With the major labels cajoling Apple into upping the cost of the most popular tracks on iTunes, I wondered how long it would take other music download stores to follow suit. Not long it seems – less than a day in fact – with paidContent and Ars Technica reporting that Amazon, Wal-Mart, Lala and Rhapsody have followed Apple’s lead and introduced ‘variable pricing’.
Of course, none of this down to the stores in question. The major labels set wholesale prices for tracks, and each download store then follows suit, give and take varying margins and the odd, possibly loss making, promotion here and there. Some might argue that ‘variable pricing’ alone isn’t necessarily a bad thing, although it does sacrifice the simple buying experience that Apple first introduced with its 99c per track rigid pricing structure on iTunes. What’s certainly short sighted is to use ‘variable pricing’ as an excuse to raise the upper limit of price per track, especially in a time of recession and when less and less people still pay for music anyway.
There’s also a complete inconsistency in pricing across each store on a track by track basis.
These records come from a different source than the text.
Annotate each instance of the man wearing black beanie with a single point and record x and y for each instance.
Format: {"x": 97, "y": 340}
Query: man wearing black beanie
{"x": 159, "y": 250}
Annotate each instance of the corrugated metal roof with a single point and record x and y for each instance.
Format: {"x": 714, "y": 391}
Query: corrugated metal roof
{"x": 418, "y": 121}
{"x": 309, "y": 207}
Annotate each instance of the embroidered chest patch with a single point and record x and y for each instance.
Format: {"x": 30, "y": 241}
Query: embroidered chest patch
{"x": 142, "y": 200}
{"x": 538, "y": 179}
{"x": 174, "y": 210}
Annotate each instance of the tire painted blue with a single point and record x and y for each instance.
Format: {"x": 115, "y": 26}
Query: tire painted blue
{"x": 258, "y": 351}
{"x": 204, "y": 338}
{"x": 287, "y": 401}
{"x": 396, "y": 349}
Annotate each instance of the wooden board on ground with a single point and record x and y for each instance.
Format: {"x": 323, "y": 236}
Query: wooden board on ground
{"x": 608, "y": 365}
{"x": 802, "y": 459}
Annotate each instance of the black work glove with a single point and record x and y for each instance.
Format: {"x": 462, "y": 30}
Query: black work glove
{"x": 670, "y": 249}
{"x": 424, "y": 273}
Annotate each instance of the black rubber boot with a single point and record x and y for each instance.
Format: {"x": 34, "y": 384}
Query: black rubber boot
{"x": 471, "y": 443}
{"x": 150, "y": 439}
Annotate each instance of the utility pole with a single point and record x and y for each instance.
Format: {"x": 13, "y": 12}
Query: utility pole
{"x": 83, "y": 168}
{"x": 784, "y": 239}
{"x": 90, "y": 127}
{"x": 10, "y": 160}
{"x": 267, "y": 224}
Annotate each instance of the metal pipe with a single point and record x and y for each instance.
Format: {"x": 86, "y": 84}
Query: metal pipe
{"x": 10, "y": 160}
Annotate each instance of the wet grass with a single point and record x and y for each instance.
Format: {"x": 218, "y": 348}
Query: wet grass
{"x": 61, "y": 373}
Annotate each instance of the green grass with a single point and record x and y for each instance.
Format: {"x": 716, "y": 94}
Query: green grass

It’s not even as simple as paying more for the most popular tracks. For example, Amazon is cheaper than iTunes on some top 40 tracks and vise versa. As paidContent notes: “comparing like with like can be difficult”.
Update: ComputerWorld’s Seth Weintraub is reporting that the major labels are giving Amazon more favorable terms over Apple– cheaper wholesale prices — which would be consistent with past behavior.
Sources at Apple tell me that Apple is getting different prices than Amazon from the recording idustry. The record companies are, and have been for awhile, favoring Amazon. In fact, Amazon is selling songs for less than the price that Apple pays for them in some cases.
The motive: The majors are determined to weaken Apple’s power in the music industry, and with some success, punishing them for selling all those damn iPods.